だけど、バカみたいに、アンタが、欲しいんだ……。
◆◆◆ ◆◆◆ ◆◆◆
「知っているとも」
「え……?」
「は?」
宣言通り、朝一番に所長代理の工房を訪れれば、所長代理は、士郎の身体から六体目が分離することを知っているという。

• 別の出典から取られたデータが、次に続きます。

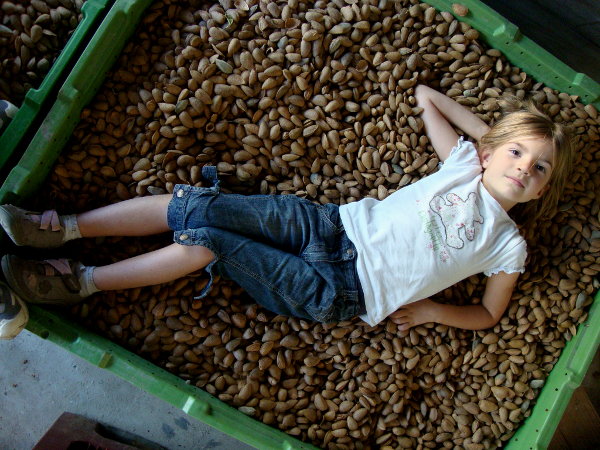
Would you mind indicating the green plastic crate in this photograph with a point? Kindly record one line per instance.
(521, 51)
(26, 178)
(36, 100)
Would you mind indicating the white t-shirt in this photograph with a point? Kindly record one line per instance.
(430, 235)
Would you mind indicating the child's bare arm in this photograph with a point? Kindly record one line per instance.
(440, 113)
(497, 294)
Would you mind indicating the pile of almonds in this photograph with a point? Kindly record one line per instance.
(32, 34)
(316, 99)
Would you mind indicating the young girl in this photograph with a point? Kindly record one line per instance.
(371, 258)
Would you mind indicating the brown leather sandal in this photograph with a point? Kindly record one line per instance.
(54, 281)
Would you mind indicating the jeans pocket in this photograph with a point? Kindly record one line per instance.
(320, 253)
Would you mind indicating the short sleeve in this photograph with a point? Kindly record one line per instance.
(512, 262)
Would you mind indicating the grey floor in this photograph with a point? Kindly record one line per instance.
(39, 381)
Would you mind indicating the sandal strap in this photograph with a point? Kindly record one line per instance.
(62, 266)
(48, 219)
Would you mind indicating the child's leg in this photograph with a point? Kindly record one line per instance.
(136, 217)
(64, 281)
(159, 266)
(140, 216)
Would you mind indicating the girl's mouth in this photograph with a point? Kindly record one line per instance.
(516, 182)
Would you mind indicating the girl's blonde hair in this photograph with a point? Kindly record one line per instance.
(526, 118)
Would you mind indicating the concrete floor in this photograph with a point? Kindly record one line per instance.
(40, 380)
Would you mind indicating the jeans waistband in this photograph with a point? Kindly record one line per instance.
(362, 309)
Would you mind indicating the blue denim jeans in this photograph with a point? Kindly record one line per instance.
(291, 255)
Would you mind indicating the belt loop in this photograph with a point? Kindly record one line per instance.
(209, 173)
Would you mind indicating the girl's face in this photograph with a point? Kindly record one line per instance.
(517, 171)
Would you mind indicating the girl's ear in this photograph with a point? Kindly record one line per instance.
(484, 157)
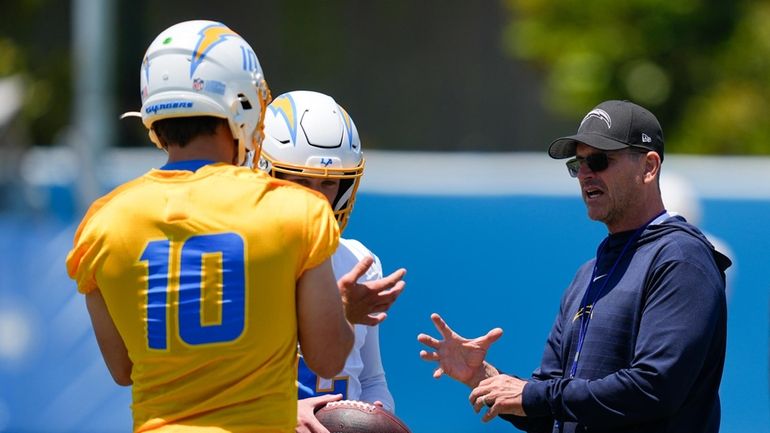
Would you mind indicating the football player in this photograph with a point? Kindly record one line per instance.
(312, 141)
(202, 277)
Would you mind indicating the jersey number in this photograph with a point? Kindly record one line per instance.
(191, 286)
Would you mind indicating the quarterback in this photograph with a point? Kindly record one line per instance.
(312, 141)
(202, 277)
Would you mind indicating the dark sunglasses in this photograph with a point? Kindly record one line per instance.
(596, 161)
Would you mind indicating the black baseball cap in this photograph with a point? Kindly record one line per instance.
(613, 125)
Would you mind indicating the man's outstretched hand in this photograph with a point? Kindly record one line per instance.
(458, 357)
(366, 303)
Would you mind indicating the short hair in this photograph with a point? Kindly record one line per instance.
(181, 130)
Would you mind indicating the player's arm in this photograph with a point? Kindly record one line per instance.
(374, 386)
(325, 336)
(110, 342)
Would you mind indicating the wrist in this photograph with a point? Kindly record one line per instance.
(486, 370)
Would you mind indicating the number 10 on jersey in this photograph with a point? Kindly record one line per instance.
(190, 291)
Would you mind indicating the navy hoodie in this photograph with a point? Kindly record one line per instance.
(654, 348)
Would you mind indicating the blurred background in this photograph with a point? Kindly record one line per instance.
(456, 102)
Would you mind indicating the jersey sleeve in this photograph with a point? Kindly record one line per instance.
(322, 234)
(82, 258)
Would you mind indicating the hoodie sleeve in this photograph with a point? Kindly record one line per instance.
(681, 326)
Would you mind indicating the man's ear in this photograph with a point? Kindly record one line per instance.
(651, 166)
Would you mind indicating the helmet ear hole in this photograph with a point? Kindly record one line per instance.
(245, 104)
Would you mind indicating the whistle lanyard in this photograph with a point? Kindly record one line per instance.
(590, 297)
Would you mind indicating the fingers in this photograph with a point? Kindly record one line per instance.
(357, 272)
(441, 325)
(491, 337)
(429, 356)
(437, 373)
(372, 319)
(322, 400)
(428, 341)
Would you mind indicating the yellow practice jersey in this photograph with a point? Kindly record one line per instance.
(198, 271)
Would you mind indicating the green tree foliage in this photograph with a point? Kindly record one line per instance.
(703, 66)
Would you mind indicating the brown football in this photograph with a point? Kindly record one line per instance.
(350, 416)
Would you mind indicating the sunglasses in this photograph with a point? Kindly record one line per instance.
(596, 162)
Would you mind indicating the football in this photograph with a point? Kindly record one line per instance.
(350, 416)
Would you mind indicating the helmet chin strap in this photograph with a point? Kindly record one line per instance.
(343, 199)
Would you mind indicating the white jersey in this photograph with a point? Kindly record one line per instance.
(363, 377)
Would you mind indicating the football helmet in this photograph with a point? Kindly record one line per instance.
(202, 68)
(309, 134)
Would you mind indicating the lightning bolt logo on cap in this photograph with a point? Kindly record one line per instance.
(210, 37)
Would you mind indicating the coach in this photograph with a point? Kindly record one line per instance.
(639, 342)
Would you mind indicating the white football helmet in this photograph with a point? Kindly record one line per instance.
(307, 133)
(202, 68)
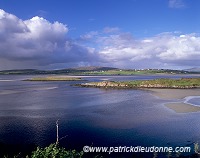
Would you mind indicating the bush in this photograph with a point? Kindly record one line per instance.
(54, 151)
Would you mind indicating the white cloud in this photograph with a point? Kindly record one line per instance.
(164, 49)
(176, 4)
(38, 42)
(111, 29)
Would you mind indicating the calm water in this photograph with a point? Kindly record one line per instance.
(90, 116)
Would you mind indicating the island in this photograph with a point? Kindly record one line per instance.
(54, 78)
(183, 83)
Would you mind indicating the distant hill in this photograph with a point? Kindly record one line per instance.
(196, 69)
(94, 68)
(78, 70)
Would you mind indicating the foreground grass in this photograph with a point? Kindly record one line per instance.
(52, 151)
(156, 83)
(54, 78)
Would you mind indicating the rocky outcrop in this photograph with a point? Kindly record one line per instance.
(112, 84)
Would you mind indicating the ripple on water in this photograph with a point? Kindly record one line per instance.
(193, 100)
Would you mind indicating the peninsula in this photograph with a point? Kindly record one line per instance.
(183, 83)
(54, 78)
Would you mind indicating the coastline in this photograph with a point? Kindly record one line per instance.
(175, 93)
(178, 107)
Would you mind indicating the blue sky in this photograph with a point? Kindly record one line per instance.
(120, 33)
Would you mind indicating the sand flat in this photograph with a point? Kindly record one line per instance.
(182, 107)
(175, 93)
(179, 107)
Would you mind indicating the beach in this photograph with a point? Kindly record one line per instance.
(178, 107)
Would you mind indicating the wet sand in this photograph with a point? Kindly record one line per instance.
(175, 93)
(178, 107)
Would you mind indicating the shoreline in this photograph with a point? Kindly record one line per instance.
(179, 106)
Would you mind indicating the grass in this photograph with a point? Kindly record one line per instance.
(156, 83)
(54, 78)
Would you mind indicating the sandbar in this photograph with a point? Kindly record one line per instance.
(175, 93)
(182, 107)
(178, 107)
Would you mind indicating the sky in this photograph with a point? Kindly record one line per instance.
(136, 34)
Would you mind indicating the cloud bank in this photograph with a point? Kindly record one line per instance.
(39, 43)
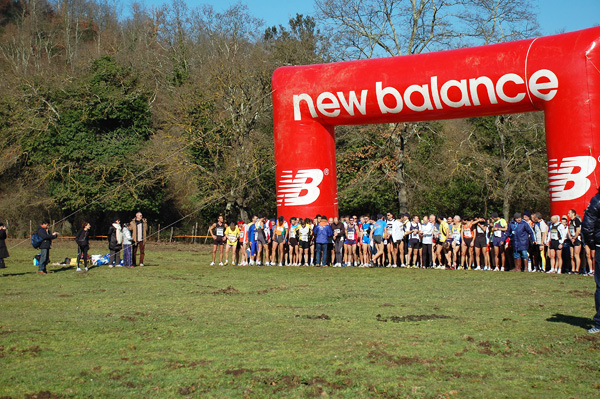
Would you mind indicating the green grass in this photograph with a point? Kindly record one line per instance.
(173, 329)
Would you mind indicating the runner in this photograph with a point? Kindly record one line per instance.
(261, 239)
(498, 230)
(468, 235)
(313, 237)
(243, 243)
(456, 240)
(304, 232)
(480, 242)
(280, 230)
(389, 242)
(574, 240)
(293, 248)
(414, 242)
(232, 233)
(379, 231)
(398, 242)
(350, 243)
(555, 239)
(253, 241)
(443, 243)
(540, 228)
(427, 240)
(365, 235)
(339, 235)
(217, 231)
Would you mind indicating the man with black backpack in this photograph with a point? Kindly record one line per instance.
(45, 246)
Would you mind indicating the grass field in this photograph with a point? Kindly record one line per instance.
(180, 328)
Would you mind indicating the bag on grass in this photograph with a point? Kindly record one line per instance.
(36, 240)
(103, 260)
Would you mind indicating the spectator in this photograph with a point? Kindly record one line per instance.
(139, 232)
(556, 238)
(3, 249)
(45, 246)
(541, 232)
(127, 241)
(521, 235)
(574, 240)
(427, 241)
(83, 245)
(591, 232)
(115, 243)
(323, 234)
(339, 236)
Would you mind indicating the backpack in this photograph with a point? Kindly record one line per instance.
(36, 240)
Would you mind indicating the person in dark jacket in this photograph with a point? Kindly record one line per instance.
(3, 250)
(45, 246)
(521, 235)
(83, 244)
(115, 242)
(591, 234)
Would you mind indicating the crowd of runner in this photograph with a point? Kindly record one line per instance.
(525, 243)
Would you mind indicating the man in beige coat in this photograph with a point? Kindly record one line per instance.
(139, 233)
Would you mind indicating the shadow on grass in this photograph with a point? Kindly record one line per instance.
(582, 322)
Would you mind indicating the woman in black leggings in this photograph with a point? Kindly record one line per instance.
(83, 243)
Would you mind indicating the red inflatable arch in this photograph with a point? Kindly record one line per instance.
(559, 75)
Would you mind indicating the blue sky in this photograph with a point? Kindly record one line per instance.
(554, 15)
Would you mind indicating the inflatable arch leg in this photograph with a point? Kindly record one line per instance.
(559, 75)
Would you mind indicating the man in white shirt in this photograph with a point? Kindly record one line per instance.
(398, 242)
(540, 228)
(427, 241)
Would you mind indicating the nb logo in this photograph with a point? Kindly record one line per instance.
(301, 189)
(569, 177)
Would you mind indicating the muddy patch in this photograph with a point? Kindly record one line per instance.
(190, 365)
(411, 318)
(581, 293)
(318, 386)
(322, 316)
(187, 390)
(381, 356)
(42, 395)
(227, 291)
(592, 340)
(493, 349)
(273, 289)
(238, 372)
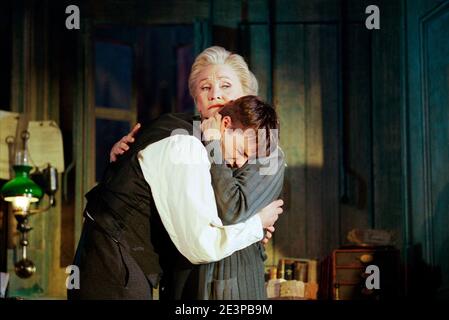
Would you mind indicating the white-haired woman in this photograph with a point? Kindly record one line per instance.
(218, 76)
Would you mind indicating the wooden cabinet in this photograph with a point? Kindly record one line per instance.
(349, 266)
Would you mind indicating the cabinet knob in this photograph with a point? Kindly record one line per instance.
(366, 258)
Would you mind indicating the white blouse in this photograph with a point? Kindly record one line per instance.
(177, 170)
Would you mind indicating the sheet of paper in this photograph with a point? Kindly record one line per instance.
(45, 145)
(8, 127)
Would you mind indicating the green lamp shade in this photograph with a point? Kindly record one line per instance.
(21, 186)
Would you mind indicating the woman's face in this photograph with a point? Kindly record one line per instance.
(217, 84)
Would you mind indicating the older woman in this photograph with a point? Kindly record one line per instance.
(218, 76)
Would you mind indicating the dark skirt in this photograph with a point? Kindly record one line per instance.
(241, 276)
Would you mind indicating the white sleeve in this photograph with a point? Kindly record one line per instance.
(177, 170)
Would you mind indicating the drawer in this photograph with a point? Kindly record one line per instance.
(355, 259)
(353, 292)
(349, 275)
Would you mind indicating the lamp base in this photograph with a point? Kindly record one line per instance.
(25, 268)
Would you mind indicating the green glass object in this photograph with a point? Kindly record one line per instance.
(21, 186)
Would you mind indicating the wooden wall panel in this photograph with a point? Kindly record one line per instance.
(290, 101)
(356, 207)
(387, 167)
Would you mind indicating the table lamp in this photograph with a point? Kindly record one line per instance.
(21, 192)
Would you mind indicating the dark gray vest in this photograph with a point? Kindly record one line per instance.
(123, 207)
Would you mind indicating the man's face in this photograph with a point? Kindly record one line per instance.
(216, 85)
(237, 145)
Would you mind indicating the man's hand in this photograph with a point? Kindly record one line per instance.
(122, 145)
(271, 213)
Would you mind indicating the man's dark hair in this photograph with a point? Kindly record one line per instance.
(250, 112)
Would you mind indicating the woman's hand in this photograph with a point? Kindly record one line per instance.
(268, 234)
(271, 213)
(122, 145)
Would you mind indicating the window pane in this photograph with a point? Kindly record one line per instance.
(113, 75)
(107, 133)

「な……! だ、だというのに、放っておいたというのか?」
「うん。そうだよ」
平然と答える所長代理に、開いた口が塞がらない。
「しょ、所長代理……、いくらなんでも無謀が過ぎるだろう! 目の届かないところで、士郎の身に何かあっては、」
「立香くんから聞いた時に思ったんだよ。士郎くんがどうにかしようと思っているのなら、任せた方がいいとね」
マスターも知っていた?
私にはひと言もなかったというのに?
「っ……、そ、それは……、少々、無茶では……」
たどたどしく声を絞り出し、わけのわからない衝撃に動揺しながら士郎を見遣れば、少し俯いて、何も言うことはない、という感じだ。
俎板の鯉、いや、もうすべてを諦めているような……。
「ふむ。二人揃って来たということは、それなりに進展があったということなのかな?」
所長代理は、相変わらず、場違いなほどにこやかに話す。
「いや……、と、とにかく、分離することをどうにかしなければ、いろいろと……」
「…………そうだね。このままでは危険だと私も思う」
所長代理は、何か思うところがあるのか、笑みを消して真剣な眼差しを士郎に向けた。
「いいのかい? 士郎くんは、それで」
こくり、と士郎は頷く。
「何か言い分があるんなら言った方がいいよ? 何しろ君は、自分でどうにかすると言ったんだ。何か思うところがあったんじゃないのかい?」
「ない。俺には、何も言う権利なんてな――」
「士郎」
ようやく士郎は、私を見た。
今日はずっと私を見なかった。いや、今日だけの話ではない。私も士郎を見ようとしなかったのだ、目が合うのがこんなにも久しぶりだと思うのだから……。